Ronnarong Thai Tapas Bar
255 Washington St., Somerville
617-625-9296
Open Monday-Thursday, 11:30 a.m.-10 p.m.; Friday-Saturday, 11:30 a.m.-10:30 p.m.
Major credit cards accepted
Handicapped accessible
For a decade, Great Thai Chef served food from a nondescript brick corner on the edge of Union Square, getting decent reviews but never much attention. Then, last year, the owner and chef, Ronnarong Saksua, renovated the interior of the restaurant, softening the room with green walls, a sleek new bar, and bright pillows. He also remade the menu, adding a series of intriguing Thai “tapas,’’ included glorified beef jerky, and new entrees.
The result is the renamed Ronnarong Thai Tapas Bar, with a menu that’s both playful and adroit. Although you can order many of the traditional dishes that often show up in American Thai restaurants - pad thai, pad se-u, tom yum, curries - you might also be surprised. The most interesting dishes are on the tapas menu, where everything costs $5, an economical way to eat.
Dining here, you get the idea that Saksua and his staff have paid attention to the details. While we looked at the menu, our waitress brought a bowl of complimentary round shrimp crackers. The tapas are served on crisp white dishes, each one adorned with a flower carved from a carrot and embellished with red cabbage and other vegetables.

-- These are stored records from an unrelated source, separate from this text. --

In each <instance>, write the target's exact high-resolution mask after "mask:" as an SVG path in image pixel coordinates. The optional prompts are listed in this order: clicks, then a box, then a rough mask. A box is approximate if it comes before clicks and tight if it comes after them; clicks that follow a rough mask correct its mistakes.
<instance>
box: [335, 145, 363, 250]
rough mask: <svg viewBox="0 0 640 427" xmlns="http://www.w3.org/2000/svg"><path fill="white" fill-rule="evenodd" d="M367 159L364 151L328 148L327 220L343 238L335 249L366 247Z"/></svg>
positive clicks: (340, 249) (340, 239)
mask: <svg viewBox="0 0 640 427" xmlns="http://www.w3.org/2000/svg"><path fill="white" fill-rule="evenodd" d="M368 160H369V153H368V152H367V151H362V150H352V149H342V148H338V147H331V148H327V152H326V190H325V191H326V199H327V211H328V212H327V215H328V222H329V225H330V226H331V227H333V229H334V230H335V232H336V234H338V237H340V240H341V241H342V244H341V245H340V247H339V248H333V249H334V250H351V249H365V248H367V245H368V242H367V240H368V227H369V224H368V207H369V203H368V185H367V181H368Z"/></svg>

Golden crowns ($5) are mild little treats, dainty rice-flour shells with scalloped edges, filled with minced chicken and shrimp, peas, and corn. Paradise beef ($5), a Slim Jim with a higher calling, manages to be both tender and dried, sweet and spicy. The dish is unusual enough that you want to keep tasting. The tom yum soup ($3), whose firepower was one-star, sent us gasping for water - and fearing dishes with two and three stars.

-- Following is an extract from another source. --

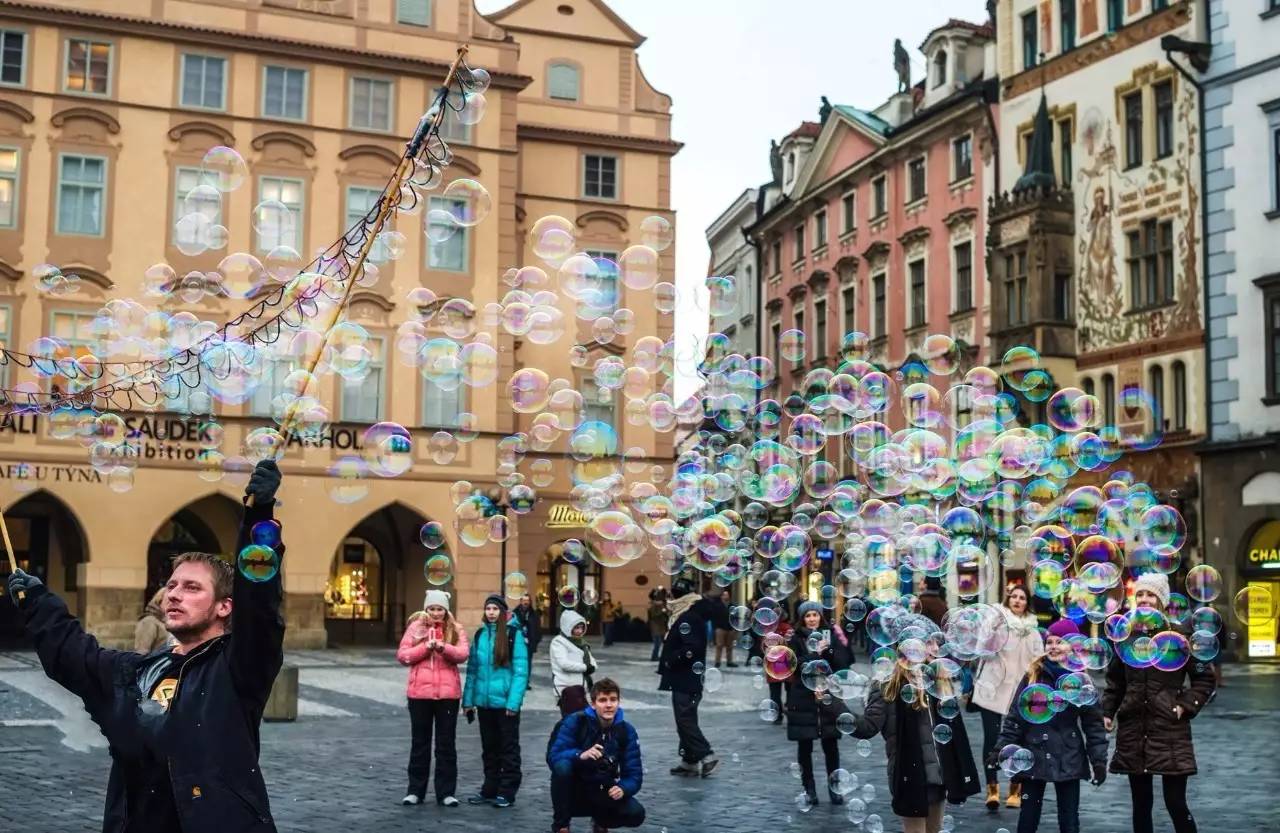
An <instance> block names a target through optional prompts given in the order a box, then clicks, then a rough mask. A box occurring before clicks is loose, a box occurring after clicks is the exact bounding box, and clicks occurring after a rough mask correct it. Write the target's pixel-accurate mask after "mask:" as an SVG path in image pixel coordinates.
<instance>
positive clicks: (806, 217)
mask: <svg viewBox="0 0 1280 833" xmlns="http://www.w3.org/2000/svg"><path fill="white" fill-rule="evenodd" d="M920 49H922V51H923V52H924V55H925V59H927V65H928V68H929V75H928V77H927V78H925V79H923V81H920V82H919V83H915V84H914V86H908V87H906V90H905V91H900V92H897V93H895V95H893V96H891V97H890V99H888V100H887V101H886V102H884V104H883V105H881V106H879V107H877V109H876V110H872V111H867V110H860V109H858V107H852V106H838V105H837V106H831V105H827V104H824V105H823V109H822V114H823V118H822V123H820V124H814V123H809V122H806V123H804V124H801V127H800V128H797V129H796V131H794V132H792V133H790V134H788V136H787V137H786V138H785V139H783V141H782V143H781V145H780V146H778V148H777V150H776V151H774V160H773V163H774V164H773V169H774V177H776V179H777V182H776V189H777V193H778V196H777V197H774V200H773V201H772V202H773V203H772V206H771V207H768V210H767V212H765V214H764V216H763V218H762V219H760V220H759V223H756V225H755V226H754V229H753V235H754V238H755V239H756V242H758V244H759V246H760V247H762V264H763V266H762V270H763V276H764V307H765V312H764V316H763V317H764V321H763V326H762V339H760V343H762V348H763V352H764V353H765V354H767V356H769V357H771V358H773V361H774V362H776V363H777V370H778V379H780V383H781V384H780V386H778V389H777V390H774V394H776V395H786V394H787V393H788V392H790V390H791V389H792V388H794V386H796V385H799V383H800V380H801V379H803V376H804V372H805V371H808V370H809V369H812V367H819V366H828V367H835V366H836V365H837V363H838V353H840V345H841V340H842V338H844V337H845V334H846V333H852V331H860V333H864V334H867V335H868V337H869V338H870V358H872V361H874V362H876V363H878V365H882V366H887V367H899V366H901V365H902V363H904V362H906V361H908V360H909V358H911V357H913V354H916V356H918V354H919V353H920V348H922V343H923V340H924V338H925V335H928V334H932V333H948V334H951V335H952V337H954V338H955V339H956V342H957V343H959V344H960V345H961V347H963V358H961V363H963V367H969V366H973V365H977V363H982V362H984V361H987V356H986V351H984V345H986V334H987V325H988V322H987V283H986V278H987V271H986V265H984V239H986V224H987V206H986V202H987V196H988V194H991V193H995V186H996V182H995V177H996V164H995V142H996V115H997V114H996V105H995V104H993V102H995V100H996V84H995V79H993V74H995V73H993V70H992V65H993V63H995V55H993V51H995V41H993V37H992V33H991V29H989V28H988V27H987V26H974V24H972V23H965V22H961V20H950V22H948V23H947V24H946V26H942V27H940V28H937V29H934V31H933V32H932V33H931V35H929V36H928V38H927V40H925V41H924V44H923V46H922V47H920ZM791 329H797V330H801V331H803V333H805V356H804V360H803V361H800V362H792V361H787V360H783V358H781V356H780V343H778V342H780V339H781V337H782V334H783V333H785V331H787V330H791Z"/></svg>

Saksua is not shy with spice, although you can request milder versions of some dishes. We ordered a less spicy version of duck choo chee ($12) - a two-star dish - and were impressed with the tender pieces of duck. Pad thai ($9) is disappointingly sweet, with almost no tanginess to balance the flavor. But the chicken is tender, and the shrimp nicely cooked.

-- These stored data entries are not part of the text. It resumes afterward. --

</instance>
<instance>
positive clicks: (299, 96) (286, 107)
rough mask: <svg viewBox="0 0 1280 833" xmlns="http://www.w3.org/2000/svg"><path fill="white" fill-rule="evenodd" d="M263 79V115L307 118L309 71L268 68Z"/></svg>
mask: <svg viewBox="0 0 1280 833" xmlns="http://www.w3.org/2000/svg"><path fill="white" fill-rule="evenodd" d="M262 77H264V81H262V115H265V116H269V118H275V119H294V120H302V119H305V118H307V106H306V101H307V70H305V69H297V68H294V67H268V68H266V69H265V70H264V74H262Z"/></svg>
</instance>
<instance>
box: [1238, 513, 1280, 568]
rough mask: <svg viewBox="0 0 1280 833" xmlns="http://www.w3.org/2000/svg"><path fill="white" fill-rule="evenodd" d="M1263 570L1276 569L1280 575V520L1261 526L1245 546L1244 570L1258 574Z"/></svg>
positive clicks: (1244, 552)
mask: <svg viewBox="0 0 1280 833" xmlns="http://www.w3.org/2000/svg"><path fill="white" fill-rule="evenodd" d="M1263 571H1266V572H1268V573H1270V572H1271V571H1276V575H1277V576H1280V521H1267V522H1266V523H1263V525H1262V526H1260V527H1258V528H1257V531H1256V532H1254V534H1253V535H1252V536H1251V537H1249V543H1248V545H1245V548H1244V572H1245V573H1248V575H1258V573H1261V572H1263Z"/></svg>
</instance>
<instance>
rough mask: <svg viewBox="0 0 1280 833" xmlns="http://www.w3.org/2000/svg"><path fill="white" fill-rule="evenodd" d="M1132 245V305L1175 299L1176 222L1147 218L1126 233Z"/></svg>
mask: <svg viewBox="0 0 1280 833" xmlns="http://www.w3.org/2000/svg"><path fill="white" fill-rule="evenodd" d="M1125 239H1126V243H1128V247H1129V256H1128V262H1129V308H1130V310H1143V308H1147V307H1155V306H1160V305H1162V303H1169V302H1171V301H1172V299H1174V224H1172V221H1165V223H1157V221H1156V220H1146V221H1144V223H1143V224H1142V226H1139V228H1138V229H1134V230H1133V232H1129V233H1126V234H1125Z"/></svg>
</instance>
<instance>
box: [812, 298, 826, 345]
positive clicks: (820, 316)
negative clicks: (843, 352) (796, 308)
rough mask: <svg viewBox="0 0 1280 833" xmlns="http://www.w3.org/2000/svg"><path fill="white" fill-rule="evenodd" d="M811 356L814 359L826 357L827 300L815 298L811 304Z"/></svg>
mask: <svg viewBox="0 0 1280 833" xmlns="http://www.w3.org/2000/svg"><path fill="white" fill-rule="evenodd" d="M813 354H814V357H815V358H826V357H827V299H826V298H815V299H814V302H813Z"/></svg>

Drunken chicken ($11) is spicy, as promised, and the tiny pieces of diced chicken ooze with the garlicky sauce. Although the spicy beef salad ($12) is rated two-star hot, it doesn’t live up to that fiery factor. The combination of beef and lime dressing is wonderful, although Ronnarong’s salad, with red onions and scallions served on a bed of lettuce, doesn’t have as many vegetables as other versions of this dish.
Ronnarong has paid great attention to its drink menu, both alcoholic and temperate. The homemade sodas ($3) - basil, ginger, lemongrass, chili - are addictive, and the flavors can be combined for interesting mixes. We tried the lemongrass, tangy and sweet. The drinks from the bar are playful: a Thai-mosa (with guava, tamarind, and sparkling wine) and a Thai sangria that includes sake and lemongrass.
From the outside, a brick cube on a corner in Union Square, Ronnarong could be a dentist’s office. But inside, the restaurant has been renovated into a cheery room with an el-shaped bar on one side, a row of tables along the other. Behind the tables, stretching the length of the restaurant, a wooden bench has been built into the wall and studded with pillows. The tables are close enough that they almost feel communal.
The menus are works of art, heavy covers studded with hand-carved elephants and trees. Even the bathroom walls are intriguing, decoupaged with lush photos of Thailand: elephants and monkeys, beaches and dramatic rock falls. Especially in the glare of winter’s approach, all of this - the food, the pictures, the cheerful restaurant - makes you want to immediately book a flight to Bangkok.